At a conceptual level Blueberry Garden is an attempt to create an ecosystem. There are berries growing on trees and the inhabitants of the garden eat them. From the seeds more trees grow. Birds fly around, the elf-like creatures and the moose scurry here and there deliriously. The world of Blueberry Garden is quite abstract; we never truly get an overview of the space or where we are in this world. Like real life, it is only the space around us that is visible at any time. We begin at the ‘home’ a disembodied door in the middle of the garden, and over time we understand that it is really a sort of elevator taking us to higher levels. Home is also accessible at all times and a place where we accumulate all the collected objects.

It is a world that can clearly exist without the protagonist; we are almost incidental. Even when our actions affect some events, most things continue as before – response, if at all, is negligible. Sometimes we are even hindered, like the elf-creatures and the birds that eat up the blueberries before us, or a random bird that bumps into us in the sky. Early on we stumble upon the goal of the quest, and each time the discovery of an object is like a glorious epiphany. Unlike a quest, however, we hardly feel any sense of urgency throughout the game. Despite the impending doom, the lilting music and the lazy, meandering pace makes the game more of a holiday exploration than a race against time. Blueberry Garden uses the game elements quite cleverly and successfully to break the standard rules of game design and create an effect that is almost cinematic.

AS CINEMA
The game essentially tells a metaphorical story about traveling through life and thinking independently. Although as the player we need to assume the role of a nameless odd character to embark on the quest, the experience of becoming such a character goes beyond simple role-play and feels completely in character with the world we’re about to engage in. This beaked character is faintly reminiscent of Buster Keaton with his deadpan expression, and the game, if visualized in monochrome, could be a silent film from the early days of cinema.
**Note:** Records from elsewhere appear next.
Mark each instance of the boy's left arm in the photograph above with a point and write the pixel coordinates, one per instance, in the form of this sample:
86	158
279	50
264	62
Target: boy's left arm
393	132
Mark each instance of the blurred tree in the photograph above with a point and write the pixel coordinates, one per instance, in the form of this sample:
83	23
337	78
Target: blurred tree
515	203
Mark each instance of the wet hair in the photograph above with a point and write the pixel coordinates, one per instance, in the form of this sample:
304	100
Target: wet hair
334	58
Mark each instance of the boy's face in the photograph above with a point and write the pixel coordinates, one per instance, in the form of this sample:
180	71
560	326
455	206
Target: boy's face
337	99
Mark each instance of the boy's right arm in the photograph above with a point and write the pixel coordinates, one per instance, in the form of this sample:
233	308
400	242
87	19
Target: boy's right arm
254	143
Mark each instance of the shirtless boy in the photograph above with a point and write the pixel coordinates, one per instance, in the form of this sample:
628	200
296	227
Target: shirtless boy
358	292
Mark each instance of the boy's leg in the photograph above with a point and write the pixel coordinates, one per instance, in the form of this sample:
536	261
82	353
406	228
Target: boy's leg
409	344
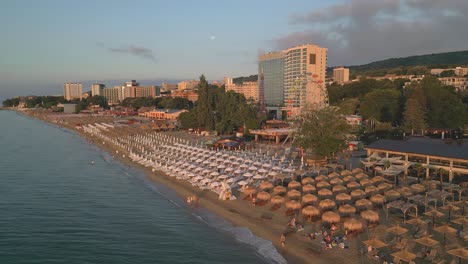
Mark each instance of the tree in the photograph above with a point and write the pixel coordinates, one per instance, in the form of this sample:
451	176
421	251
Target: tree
323	131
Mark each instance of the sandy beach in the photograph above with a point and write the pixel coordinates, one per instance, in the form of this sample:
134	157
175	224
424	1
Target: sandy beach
240	212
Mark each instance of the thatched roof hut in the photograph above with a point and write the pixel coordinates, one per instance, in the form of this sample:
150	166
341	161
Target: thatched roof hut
277	200
294	185
327	204
370	216
353	225
331	217
308	188
309	198
310	211
346	209
264	196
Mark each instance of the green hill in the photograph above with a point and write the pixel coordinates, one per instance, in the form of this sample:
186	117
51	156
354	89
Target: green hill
403	65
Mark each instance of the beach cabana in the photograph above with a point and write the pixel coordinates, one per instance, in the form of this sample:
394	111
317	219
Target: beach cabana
327	204
330	217
307	180
310	211
346	209
294	185
264	196
353	225
343	197
294	194
370	216
308	188
325	193
339	189
309	198
277	199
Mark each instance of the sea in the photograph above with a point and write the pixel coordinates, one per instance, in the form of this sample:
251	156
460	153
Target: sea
57	207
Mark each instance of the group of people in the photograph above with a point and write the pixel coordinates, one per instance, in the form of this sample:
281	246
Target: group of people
192	201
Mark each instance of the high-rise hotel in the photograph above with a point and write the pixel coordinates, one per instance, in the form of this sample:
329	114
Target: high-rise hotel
294	78
72	91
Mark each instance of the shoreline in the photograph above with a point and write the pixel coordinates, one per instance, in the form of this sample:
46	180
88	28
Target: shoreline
238	213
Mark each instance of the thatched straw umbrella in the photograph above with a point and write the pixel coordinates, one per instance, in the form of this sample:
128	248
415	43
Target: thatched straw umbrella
365	182
333	175
325	193
370	216
371	190
331	217
345	172
384	186
308	188
321	178
294	185
339	188
347	209
392	195
377	180
266	185
279	190
250	191
361	176
264	196
293	205
277	200
349	178
353	185
343	197
310	211
363	203
405	191
418	188
327	204
377	199
336	181
322	184
294	194
356	194
307	180
309	198
353	225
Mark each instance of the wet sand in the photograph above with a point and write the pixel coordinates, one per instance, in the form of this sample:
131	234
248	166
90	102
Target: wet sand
238	212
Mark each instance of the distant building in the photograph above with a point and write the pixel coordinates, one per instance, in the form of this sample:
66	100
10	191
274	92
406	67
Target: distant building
187	85
166	87
248	89
189	95
341	75
72	91
163	114
96	89
69	108
228	81
112	94
271	78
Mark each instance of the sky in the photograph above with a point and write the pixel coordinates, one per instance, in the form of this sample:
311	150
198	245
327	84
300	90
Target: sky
49	42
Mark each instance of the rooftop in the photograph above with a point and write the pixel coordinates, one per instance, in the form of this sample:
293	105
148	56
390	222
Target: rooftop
424	146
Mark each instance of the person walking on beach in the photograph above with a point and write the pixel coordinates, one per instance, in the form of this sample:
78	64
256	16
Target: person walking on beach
282	240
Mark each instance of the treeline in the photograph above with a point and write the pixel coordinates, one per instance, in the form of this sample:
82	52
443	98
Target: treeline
221	111
426	104
160	103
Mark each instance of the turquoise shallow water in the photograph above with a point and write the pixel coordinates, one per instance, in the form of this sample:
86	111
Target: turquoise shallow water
57	208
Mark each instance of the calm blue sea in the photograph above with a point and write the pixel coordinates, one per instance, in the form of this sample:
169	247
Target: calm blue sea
57	208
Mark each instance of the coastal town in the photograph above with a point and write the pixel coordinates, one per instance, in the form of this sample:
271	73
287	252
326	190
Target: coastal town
350	197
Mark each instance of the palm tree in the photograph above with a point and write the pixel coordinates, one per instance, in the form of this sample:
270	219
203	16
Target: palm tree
418	167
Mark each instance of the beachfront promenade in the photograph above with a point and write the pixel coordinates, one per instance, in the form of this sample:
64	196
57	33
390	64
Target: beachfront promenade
370	213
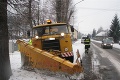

The offbeat visual style, the music and the pacing of the game all contribute significantly to creating a lyrical cinematic experience of travelling through this intricately drawn world where anything can happen. There is no sense of urgency here, no race against time, no clock ticking – the game meanders with the measured pace of a film. It implies somehow that the journey is more important than the achievement; and the experience of the quest is therefore larger than the goal itself.

Like cinema, we as the player/audience are allowed ample room for thought, and to interpret the game in our own way. In a film, it is the protagonist who evolves as the film progresses; here it is the player who may grow through the process of playing the game and recapture some lost innocence.

Erik Svedäng has used his design sensibilities cleverly to create a game that is unconventional in its philosophy as well as in it’s making, standing out from others in its genre in what it asks from its players. Blueberry Garden can be truly enjoyed when approached with a curious soul and a ‘suspension of disbelief’. In this magical place, the player is required to be able to deal with a lot of ambiguity, almost like real life. There is no zooming out here, no way of seeing what the garden in its entirety looks like. Even when the game is over, we never find all the answers; there is no ‘one’ truth that we can achieve.